Ninety years ago this May, The Bates Student reported on an intercollegiate athletic competition for Bates women: an archery tournament vs. “unseen opponents….from many colleges and universities of the United States.” 

The opponents were “unseen” because they didn’t travel to the Bates campus to compete, nor did Bates archers travel to theirs. 

Instead, the 1931 Bates women’s archery team participated in a “telegraphic” tournament, where teams shot their bows on their own campuses, tallied the points, and telegraphed, as in dot-dot-dash Morse code traveling through wires, their scores to an offsite host for tallying.


This brief film clip shows Bates archers on the old Rand Field in the 1930s. (Muskie Archives and Special Collections Library)

The 1931 Women’s Intercollegiate Telegraphic Archery Tournament is thought to be the first intercollegiate competition joined by Bates women, according to Bates Through the Years, by the late Charlie Clark ’51. It was run by the University of Wisconsin under the auspices of the National Archery Association. 

While today’s virtual events, made possible by the marvels of the internet, feel distinctive, using telecommunications to bring people together, in this case for competition, could be considered old hat.

By the 1930s, telegraphic tournaments had been going on for nearly half a century. In the 1880s, U.S. newspapers began reporting on telegraphic chess and checkers tournaments. By the early 1900s, there were telegraphic tournaments in archery, bowling, and, especially, skeet shooting, allowing gun club members throughout the vast West and Northwest U.S. to compete with one another.

(There were even popular in-person “fast-telegraphic tournaments” for telegraph operators themselves. A 1890 tourney in New York City was won by a little-known railroad telegrapher, B.R. Pollock Jr., who sent 260 words in five minutes.)

In summer 1928, an amateur golf association promised the first annual National Telegraphic Golf Tournament. “The click of the telegraph and the hornet hum of whissing balls will be heard in every state in the union,” promised a United Press story. But there’s no evidence the tournament ever happened.

The rise of telegraphic women’s archery tournaments wasn’t prompted so much by the challenges of travel and distance. Instead, the physically distanced events were a reaction to the state of men’s collegiate sports.

The women’s archery team on the old Rand Field in 1935. (Muskie Archives and Special Collections Library)

By the second decade of the 1900s, men’s collegiate sports, especially football, plagued by bribery scandals, were becoming a mess. A scathing report by the Carnegie Foundation for the Advancement of Teaching said, “College sports have been developed from games played by boys for pleasure into systematic professionalized athletic contests for the glory and, too often, for the financial profit of the college.”

In response, U.S. women sports leaders, specifically the Women’s Division of the National Amateur Athletic Federation, sought to develop a more inclusive and participatory approach for women’s college sports, emphasizing play for play’s sake.

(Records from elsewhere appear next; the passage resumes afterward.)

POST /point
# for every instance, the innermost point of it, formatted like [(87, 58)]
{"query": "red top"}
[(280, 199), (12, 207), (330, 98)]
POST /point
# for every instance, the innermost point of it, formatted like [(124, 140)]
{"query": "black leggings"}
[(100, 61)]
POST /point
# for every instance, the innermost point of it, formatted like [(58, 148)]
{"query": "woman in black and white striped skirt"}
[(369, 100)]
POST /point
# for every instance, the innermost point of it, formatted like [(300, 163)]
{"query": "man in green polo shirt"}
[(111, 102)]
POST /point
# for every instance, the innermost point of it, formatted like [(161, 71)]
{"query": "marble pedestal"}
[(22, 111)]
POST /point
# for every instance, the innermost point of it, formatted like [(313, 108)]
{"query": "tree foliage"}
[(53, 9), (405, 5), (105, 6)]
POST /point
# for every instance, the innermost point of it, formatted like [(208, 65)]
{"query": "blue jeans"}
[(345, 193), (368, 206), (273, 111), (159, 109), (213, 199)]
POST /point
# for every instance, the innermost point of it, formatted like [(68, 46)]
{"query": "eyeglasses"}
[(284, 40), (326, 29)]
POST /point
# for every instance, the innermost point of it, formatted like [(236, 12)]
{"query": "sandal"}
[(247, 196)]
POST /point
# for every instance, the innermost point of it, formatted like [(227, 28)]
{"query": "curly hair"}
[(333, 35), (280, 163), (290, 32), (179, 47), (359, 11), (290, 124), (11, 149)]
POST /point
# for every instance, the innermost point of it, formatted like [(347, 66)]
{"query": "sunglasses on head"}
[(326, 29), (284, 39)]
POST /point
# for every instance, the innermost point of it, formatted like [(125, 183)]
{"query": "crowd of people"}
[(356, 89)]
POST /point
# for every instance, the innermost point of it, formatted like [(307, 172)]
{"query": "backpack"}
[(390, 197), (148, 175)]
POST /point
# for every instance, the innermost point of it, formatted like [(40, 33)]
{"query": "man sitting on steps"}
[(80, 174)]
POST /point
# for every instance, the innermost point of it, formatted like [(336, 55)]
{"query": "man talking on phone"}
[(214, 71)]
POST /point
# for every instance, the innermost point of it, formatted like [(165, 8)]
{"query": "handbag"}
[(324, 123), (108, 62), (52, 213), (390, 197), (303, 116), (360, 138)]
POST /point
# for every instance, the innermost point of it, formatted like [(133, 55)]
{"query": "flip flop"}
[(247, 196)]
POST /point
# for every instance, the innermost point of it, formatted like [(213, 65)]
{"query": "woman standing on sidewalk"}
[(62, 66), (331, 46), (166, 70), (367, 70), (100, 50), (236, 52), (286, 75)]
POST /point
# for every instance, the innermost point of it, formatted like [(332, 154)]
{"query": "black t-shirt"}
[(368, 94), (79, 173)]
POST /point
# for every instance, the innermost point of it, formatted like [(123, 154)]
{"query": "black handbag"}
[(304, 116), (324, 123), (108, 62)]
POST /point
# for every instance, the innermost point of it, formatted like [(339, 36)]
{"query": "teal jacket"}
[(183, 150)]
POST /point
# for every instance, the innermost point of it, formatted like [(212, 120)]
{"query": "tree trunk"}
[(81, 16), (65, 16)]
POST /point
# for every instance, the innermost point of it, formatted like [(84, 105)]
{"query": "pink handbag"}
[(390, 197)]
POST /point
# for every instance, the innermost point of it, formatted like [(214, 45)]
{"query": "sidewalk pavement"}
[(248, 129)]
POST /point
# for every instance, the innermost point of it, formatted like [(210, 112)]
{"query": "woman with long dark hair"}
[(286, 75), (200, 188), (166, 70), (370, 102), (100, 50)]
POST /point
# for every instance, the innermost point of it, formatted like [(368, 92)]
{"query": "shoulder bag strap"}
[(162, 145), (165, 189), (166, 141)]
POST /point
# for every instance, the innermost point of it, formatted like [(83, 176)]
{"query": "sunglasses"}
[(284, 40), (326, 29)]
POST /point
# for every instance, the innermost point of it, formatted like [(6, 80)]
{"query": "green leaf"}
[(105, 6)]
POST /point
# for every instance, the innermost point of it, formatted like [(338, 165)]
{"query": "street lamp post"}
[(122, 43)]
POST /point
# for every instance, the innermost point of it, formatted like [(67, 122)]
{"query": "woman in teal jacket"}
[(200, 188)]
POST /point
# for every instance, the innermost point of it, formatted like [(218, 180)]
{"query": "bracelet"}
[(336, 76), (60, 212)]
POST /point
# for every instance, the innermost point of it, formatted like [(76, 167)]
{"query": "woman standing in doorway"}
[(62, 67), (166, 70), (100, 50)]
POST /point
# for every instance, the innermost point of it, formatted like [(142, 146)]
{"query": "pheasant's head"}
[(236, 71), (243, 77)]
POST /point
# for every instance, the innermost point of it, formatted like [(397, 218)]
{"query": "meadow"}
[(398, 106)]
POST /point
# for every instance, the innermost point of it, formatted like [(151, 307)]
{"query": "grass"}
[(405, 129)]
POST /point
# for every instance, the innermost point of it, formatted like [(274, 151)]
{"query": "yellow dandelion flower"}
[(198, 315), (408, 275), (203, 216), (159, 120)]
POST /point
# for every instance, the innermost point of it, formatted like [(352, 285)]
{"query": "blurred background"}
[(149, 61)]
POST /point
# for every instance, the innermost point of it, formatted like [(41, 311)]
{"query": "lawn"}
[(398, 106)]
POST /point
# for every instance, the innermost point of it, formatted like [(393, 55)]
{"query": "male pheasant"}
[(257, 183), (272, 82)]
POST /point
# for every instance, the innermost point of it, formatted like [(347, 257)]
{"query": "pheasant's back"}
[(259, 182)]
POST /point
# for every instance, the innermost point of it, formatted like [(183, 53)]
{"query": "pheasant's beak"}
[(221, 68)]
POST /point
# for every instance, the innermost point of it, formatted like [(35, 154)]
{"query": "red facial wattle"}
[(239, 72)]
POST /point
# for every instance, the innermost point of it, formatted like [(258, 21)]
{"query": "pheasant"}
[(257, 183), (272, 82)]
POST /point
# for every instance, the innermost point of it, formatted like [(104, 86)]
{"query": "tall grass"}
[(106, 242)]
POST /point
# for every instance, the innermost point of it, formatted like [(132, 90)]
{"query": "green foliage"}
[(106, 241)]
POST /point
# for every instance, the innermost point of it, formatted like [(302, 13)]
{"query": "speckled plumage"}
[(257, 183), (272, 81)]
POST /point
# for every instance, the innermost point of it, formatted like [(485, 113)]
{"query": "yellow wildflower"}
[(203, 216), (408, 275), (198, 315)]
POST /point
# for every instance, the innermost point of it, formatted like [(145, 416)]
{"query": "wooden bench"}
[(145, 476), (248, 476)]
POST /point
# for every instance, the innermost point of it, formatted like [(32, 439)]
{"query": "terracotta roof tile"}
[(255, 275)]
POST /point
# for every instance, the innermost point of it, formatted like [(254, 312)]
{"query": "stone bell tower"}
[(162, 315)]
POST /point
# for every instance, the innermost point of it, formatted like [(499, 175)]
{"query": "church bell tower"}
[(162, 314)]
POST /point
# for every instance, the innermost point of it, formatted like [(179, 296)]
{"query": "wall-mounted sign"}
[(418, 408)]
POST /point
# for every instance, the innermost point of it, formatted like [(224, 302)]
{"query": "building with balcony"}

A refrain of the time, which became the motto of the Bates Women’s Athletic Association, was “a sport for every girl and a girl for every sport” (sometimes rendered as “a sport for every girl, and every girl in a sport”). 

Thus it happened that in 1931, to “add more zest to our spring season of archery,” according to a Althea Howe Adelhelm ‘32 in the Student, Bates archers entered the telegraphic tournament, as they would in subsequent years, through the early 1950s.

“A woman has to be four times as smart and work four times as hard to get to the same pay level as a man.”

Seen in the 1933 Mirror, Rebecca Carter Bailey ’33 was a member of Bates’ archery team in 1931.

The Bates archers in the 1931 tournament — a group that we might now call Bates’ first women’s varsity team — were Rebecca Carter Bailey ’33, Mary Hoag Moran ’32, Deborah Thompson Tolfsen ’34, and Eileen Soper ’34. (While a full archery squad was eight, Bates fielded a five-person team.) UCLA women won the tournament, in which 66 U.S. colleges compared.

After Bates, Moran became a field investigator for Harvard Law School, while Tolfsen and Soper were teachers, the former on Staten Island and the latter at Wellesley (Mass.) High School.

Rebecca Bailey volunteered for the WAVES in World War II, then earned a master’s degree from the University of Wyoming. (The records are unclear, but she and her husband may have retired to a farm in Bethel, Maine.)

Bailey’s observations about her experiences with the WAVES in World War II scored a bullseye: “It still holds true that a woman has to be four times as smart and work four times as hard to get to the same pay level as a man.”